Text column support for UTF-8, UTF-16 and other multi-byte text encodings (variable width encodings)

Wishlists for new functionality and features.
Maël
Site Admin
Posts: 1124
Joined: 12 Mar 2005 14:15

Re: Text column support for UTF-8, UTF-16 and other multi-byte text encodings (variable width encodings)

Post by Maël » 16 Feb 2019 22:01

As in theory there can be arbitrarily many combining characters following a base code point, somehow a reasonable limit must be introduced, especially in a hex editor that might interpret random data, or data that is not actually text. This is important for performance reasons, but also to avoid strange cases making the hex editor unresponsive, due to endless parsing/searching for the combining character sequence end.

"Abuse" of combining sequences lead to so called Zalgo text: https://stackoverflow.com/questions/657 ... -text-work

The following Unicode report deals with exactly this issue, and suggests a limit of 30 combining characters (or more correctly, 30 non-starter code points), which results in a grapheme cluster of 31 code points when also counting the starting character/code point:
http://unicode.org/reports/tr15/#Stream ... ext_Format

The following link has a brief recap of Unicode, with the most relevant points, and was the first source I found regarding the defined limit of combining characters:
https://mathias.gaunard.com/unicode/doc ... _sequences

Zalgo text or similar use of many combining characters might cause rendering issues in HxD, even when we limit the combining sequence to the number mentioned above, because a line's height might exceeded the normal/average line height. Somehow we have to limit this or clip it, or otherwise handle it. Simply visually clipping the combining characters would falsify the information, though.
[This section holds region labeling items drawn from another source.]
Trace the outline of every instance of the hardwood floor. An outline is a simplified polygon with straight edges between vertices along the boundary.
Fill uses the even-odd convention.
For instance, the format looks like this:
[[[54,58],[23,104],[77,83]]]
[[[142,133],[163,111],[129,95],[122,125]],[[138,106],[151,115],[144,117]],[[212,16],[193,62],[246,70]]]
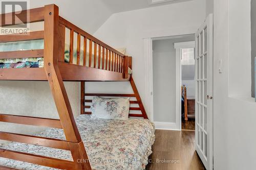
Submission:
[[[206,169],[195,151],[194,131],[156,130],[155,134],[153,153],[149,158],[152,163],[146,169]]]
[[[185,122],[184,119],[182,119],[181,129],[195,130],[196,129],[195,125],[196,123],[194,119],[189,118],[188,121],[187,122]]]

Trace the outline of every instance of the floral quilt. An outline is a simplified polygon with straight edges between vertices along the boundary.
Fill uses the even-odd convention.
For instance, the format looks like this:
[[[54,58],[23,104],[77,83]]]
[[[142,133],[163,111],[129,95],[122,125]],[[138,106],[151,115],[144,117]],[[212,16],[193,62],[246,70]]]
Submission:
[[[148,119],[91,119],[88,115],[76,119],[92,168],[101,170],[141,170],[148,163],[155,140],[154,125]],[[48,129],[36,135],[65,139],[62,130]],[[73,160],[70,151],[17,142],[1,148]],[[54,168],[0,158],[0,165],[21,169]]]

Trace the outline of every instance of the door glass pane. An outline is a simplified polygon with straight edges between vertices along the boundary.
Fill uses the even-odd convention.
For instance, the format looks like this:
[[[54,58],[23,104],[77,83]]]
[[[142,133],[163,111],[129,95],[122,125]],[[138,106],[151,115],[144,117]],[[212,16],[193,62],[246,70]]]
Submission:
[[[198,138],[198,140],[197,140],[197,144],[198,144],[198,145],[200,145],[200,127],[199,127],[199,126],[198,125],[197,125],[197,130],[198,130],[198,132],[197,132],[197,138]]]
[[[197,79],[200,79],[200,77],[199,77],[199,73],[200,73],[200,69],[199,69],[199,68],[200,68],[200,65],[199,65],[199,58],[197,59]]]
[[[200,117],[201,117],[201,126],[203,127],[204,125],[203,124],[203,115],[204,115],[204,112],[203,112],[203,108],[204,107],[202,105],[200,105]]]
[[[203,54],[203,32],[200,33],[200,56]]]
[[[201,72],[200,72],[200,79],[203,79],[203,57],[200,57],[200,68],[201,68]]]
[[[204,134],[204,155],[207,157],[207,135]]]
[[[199,81],[197,81],[197,101],[199,101],[199,100],[200,100],[200,98],[199,98],[199,83],[200,83],[200,82]]]
[[[207,27],[204,29],[204,52],[207,51]]]
[[[207,54],[205,55],[204,57],[204,79],[207,78]]]
[[[203,132],[202,131],[201,131],[201,149],[203,151]]]
[[[207,81],[204,81],[204,104],[207,105]]]
[[[203,88],[203,81],[200,81],[200,89],[201,89],[201,90],[200,90],[200,102],[201,103],[203,103],[203,91],[204,91],[204,88]]]
[[[204,130],[207,131],[207,108],[204,107]]]
[[[198,36],[197,37],[197,57],[199,57],[199,55],[200,55],[200,53],[199,53],[199,36]]]
[[[201,120],[201,118],[200,118],[201,117],[200,110],[201,110],[200,109],[200,105],[199,103],[198,103],[197,104],[197,111],[198,111],[198,117],[197,119],[198,119],[198,124],[199,125],[200,125],[200,124],[201,124],[200,123],[200,122],[201,122],[200,121],[200,120]]]

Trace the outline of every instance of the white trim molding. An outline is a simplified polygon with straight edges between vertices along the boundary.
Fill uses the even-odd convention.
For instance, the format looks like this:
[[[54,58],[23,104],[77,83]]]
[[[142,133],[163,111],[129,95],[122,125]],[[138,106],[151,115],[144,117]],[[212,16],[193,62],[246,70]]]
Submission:
[[[177,125],[175,123],[155,122],[154,123],[156,129],[179,130],[177,129]]]
[[[148,119],[154,122],[154,105],[153,105],[153,65],[152,53],[152,39],[144,39],[144,58],[145,64],[145,94],[146,111]]]

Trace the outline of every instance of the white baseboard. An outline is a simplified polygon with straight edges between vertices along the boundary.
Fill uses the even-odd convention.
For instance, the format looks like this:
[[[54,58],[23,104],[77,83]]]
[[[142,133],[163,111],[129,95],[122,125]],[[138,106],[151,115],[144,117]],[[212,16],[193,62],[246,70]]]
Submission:
[[[154,123],[156,129],[178,130],[175,123],[155,122]]]

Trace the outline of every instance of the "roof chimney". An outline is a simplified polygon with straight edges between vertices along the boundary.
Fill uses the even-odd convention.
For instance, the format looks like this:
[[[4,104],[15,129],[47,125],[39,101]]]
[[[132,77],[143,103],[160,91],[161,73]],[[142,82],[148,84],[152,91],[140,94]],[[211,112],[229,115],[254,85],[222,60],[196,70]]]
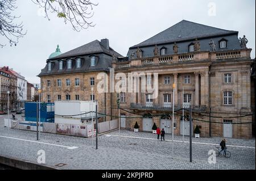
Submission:
[[[101,45],[104,47],[105,48],[106,48],[106,49],[108,49],[108,50],[109,49],[109,39],[105,39],[101,40]]]

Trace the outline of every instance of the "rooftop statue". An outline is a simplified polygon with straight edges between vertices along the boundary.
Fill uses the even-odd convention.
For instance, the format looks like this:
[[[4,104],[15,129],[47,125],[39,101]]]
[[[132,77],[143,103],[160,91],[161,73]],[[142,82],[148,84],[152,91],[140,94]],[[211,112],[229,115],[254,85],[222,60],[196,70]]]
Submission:
[[[212,39],[210,40],[210,41],[209,43],[209,44],[210,47],[210,51],[211,52],[215,52],[216,50],[216,46],[214,44],[214,41]]]
[[[242,48],[247,48],[246,44],[248,43],[248,40],[245,37],[245,35],[243,35],[243,38],[239,38],[239,40],[240,41],[240,46]]]
[[[176,44],[176,42],[174,43],[174,45],[173,47],[173,49],[174,49],[174,53],[175,54],[177,54],[177,52],[178,52],[178,48],[179,47],[177,45],[177,44]]]
[[[158,48],[156,45],[155,45],[155,49],[154,50],[154,54],[155,55],[155,56],[158,56]]]
[[[197,39],[196,39],[196,43],[195,43],[194,47],[195,52],[198,52],[200,50],[200,43],[198,41]]]
[[[141,58],[142,57],[142,52],[139,47],[138,47],[136,53],[137,54],[137,58]]]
On the other hand a hex editor should provide a clear and controllable view, without ambiguous or unpredictable behavior.
Weird effects/bugs in script engines, might cause combining characters to appear before the first code point that was printed, e.g., it will decorate the hex column that comes before the text column. Therefore the text column needs to be clipped. We have to make sure clipping does not cause cutting off text in italic, bold, or similar issues that cause slightly larger text than expected. We have to test if TextWidth() and similar functions return the correct dimensions for styled text (or multi-script / multi-font text).
An example that causes buggy horizontal rendering (i.e., decoration before the x position of character "a"):

Code: Select all

ä̈̈̈̈̈̈̈̈̈̈̈̈̈̈̈̈̈̈̈̈̈̈̈̈̈̈̈̈̈̚
(In Firefox it just shows a long list of appended diaresis, but GDI TextOut will stack the upon each other and place the last combining char U+031A far in front of the letter "a" (roughly 31/32 average width characters in front of it).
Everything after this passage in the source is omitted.